Women, Alcohol and Sex
Women’s sexual desires and experiences are known to be significantly impacted by alcohol. Many women state that they use alcohol to reduce their inhibitions, anxieties and fears about sex. If this continues regularly, a woman may become dependent on alcohol to initiate or even be involved in a sexual experience. Initially alcohol can help a woman to be at ease with their body, the body of someone else and relax and enjoy a sexual experience. They will have improved confidence and well-being which can mean positive sexual experiences. However, as alcoholism develops, its affect on the body, mind and sexual desires will become apparent. Sexual desire will diminish, ability to become aroused during sexual contact will be reduced and many women will find it difficult to reach orgasm. Some women will experience problems with becoming lubricated even when trying positions or behaviors that previously had worked.

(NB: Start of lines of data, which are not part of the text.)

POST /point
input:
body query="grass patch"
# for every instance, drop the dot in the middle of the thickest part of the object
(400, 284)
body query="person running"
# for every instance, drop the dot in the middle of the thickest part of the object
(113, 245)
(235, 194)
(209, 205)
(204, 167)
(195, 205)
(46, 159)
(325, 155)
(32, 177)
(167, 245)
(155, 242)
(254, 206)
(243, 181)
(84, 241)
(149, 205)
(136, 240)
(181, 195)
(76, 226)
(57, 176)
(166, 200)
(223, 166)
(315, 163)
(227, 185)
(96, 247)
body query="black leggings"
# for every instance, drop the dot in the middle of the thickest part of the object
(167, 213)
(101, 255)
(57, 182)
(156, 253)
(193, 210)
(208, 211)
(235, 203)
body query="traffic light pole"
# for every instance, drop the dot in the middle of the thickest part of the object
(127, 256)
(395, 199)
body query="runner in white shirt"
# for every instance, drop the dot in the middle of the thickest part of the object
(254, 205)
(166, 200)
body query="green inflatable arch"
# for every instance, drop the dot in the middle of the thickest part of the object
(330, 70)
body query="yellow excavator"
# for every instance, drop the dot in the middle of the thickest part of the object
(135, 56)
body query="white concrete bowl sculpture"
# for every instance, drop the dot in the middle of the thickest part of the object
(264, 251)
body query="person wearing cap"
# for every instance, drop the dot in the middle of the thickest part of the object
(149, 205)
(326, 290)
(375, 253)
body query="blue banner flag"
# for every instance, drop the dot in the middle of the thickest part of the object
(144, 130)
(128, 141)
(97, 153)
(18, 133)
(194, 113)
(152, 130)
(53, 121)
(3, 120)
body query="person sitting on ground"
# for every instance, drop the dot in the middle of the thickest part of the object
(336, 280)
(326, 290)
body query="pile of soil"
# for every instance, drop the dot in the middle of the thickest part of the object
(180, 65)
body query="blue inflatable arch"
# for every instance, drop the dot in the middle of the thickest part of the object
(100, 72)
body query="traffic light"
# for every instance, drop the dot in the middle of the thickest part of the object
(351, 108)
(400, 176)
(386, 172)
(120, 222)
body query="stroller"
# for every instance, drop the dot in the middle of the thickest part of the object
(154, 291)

Women who are chronic alcoholics or at late stage of alcoholism will have major physiological and psychological problems that affect her sexual function. Problems with menstruation are common and due to the damage to the liver, she may be having hormonal changes that are affecting desire, arousal, sexuality and other sexual functions. Some women also experience physical changes to the vagina including, vaginal atrophy or ovarian atrophy. This can be irreversible.